Melany Velasco/THUNDERWORD
Festival goers had fun dressing as aliens.
“Aliens don’t exist in the way we’ve seen them represented. They come from the ocean, from the abyss,” said one individual outfitted in steampunk aviator goggles, exiting the beer garden.
Upon polling the majority of festival goers, the consensus on whether aliens exist was an overwhelming yes.
“It would be pretty ignorant to believe we are the only life forms out there,” said one vendor.
While almost every attendee was eager to show their support for aliens’ existence there were a couple skeptics among the crowd.
“Aliens are something you believed in as a kid, there’s a scientific reason for everything,” said one festival observer. “I think it would be really cool if aliens did exist, but they just don’t.”
Melany Velasco/THUNDERWORD
Bill Beaty talks about a rock that he says was brought to Washington state by aliens.
Bill Beaty of Weird Science disagreed as he presented alien debris that he said originated in British Columbia.

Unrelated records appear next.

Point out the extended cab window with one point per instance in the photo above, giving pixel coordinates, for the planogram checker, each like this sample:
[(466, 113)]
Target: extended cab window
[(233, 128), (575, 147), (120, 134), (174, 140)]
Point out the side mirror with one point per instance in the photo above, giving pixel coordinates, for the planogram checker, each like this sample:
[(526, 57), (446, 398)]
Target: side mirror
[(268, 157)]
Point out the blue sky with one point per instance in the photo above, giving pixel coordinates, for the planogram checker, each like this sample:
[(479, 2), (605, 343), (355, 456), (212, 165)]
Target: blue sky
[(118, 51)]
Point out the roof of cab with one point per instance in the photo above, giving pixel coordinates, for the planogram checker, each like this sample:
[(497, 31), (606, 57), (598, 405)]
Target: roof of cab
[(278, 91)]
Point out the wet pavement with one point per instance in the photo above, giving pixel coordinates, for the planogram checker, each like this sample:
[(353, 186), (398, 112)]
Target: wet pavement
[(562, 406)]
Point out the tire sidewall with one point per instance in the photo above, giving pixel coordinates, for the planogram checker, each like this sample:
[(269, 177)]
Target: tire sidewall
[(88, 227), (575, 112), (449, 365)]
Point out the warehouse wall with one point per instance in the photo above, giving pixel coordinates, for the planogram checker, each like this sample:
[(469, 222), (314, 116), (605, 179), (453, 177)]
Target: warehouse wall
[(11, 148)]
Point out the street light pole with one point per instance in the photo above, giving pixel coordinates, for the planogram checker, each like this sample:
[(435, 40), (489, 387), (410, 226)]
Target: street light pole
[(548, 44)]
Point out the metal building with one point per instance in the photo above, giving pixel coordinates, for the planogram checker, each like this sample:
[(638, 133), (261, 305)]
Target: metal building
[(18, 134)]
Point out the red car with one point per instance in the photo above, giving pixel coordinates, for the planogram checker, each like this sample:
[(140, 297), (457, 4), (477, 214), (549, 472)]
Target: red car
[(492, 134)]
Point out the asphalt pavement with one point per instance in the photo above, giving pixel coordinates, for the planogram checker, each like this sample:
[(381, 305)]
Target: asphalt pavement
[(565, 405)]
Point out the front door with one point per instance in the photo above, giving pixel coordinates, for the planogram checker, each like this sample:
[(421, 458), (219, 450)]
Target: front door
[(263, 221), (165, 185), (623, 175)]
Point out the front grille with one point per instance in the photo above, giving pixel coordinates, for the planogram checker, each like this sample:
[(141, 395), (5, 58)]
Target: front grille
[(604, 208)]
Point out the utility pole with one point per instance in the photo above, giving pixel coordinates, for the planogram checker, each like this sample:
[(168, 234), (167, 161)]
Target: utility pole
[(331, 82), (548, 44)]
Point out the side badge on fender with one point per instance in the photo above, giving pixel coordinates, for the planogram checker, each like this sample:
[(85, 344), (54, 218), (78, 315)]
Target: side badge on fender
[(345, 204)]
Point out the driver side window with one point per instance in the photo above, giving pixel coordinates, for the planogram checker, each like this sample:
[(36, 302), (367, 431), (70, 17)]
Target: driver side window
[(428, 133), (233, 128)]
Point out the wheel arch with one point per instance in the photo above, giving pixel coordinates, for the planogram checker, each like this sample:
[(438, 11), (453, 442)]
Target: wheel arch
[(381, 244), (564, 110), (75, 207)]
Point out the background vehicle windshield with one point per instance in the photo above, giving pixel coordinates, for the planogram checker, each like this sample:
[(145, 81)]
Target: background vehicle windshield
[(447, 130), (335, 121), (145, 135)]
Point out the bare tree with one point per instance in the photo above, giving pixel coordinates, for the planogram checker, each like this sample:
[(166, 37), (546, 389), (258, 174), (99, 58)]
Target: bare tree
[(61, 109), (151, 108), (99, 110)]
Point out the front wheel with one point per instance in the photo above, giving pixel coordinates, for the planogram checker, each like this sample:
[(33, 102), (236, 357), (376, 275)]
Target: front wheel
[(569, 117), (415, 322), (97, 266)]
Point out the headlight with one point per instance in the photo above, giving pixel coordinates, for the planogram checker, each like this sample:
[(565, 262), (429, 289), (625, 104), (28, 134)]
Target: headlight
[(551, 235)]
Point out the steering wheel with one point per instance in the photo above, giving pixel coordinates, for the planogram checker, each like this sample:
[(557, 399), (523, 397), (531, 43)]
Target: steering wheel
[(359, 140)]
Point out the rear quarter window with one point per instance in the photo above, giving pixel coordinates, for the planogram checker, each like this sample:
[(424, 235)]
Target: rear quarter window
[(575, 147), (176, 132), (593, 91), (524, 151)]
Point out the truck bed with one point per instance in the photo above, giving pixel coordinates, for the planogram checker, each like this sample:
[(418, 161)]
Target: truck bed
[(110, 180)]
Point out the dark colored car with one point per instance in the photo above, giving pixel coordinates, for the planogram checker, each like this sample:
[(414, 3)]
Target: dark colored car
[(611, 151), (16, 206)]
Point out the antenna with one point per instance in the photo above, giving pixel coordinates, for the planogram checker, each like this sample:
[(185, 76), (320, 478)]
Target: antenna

Crowd members were also invited to share their own personal experiences with alien interactions of UFO sightings. Several did, including one man who cited the military’s Unidentified Aerial Phenomenon division, a Pentagon operation that is publicly known and investigates unidentifiable aircrafts spotted in our skies.
The Burien UFO festival closed with a showing of The Maury Island Incident, a film that ties ufology to the Pacific NorthWest, as it displays the 1947 sighting of UFOs over Washington’s Maury Island.
The crowd dispersed as the festival ended, with their eyes trained on the night sky.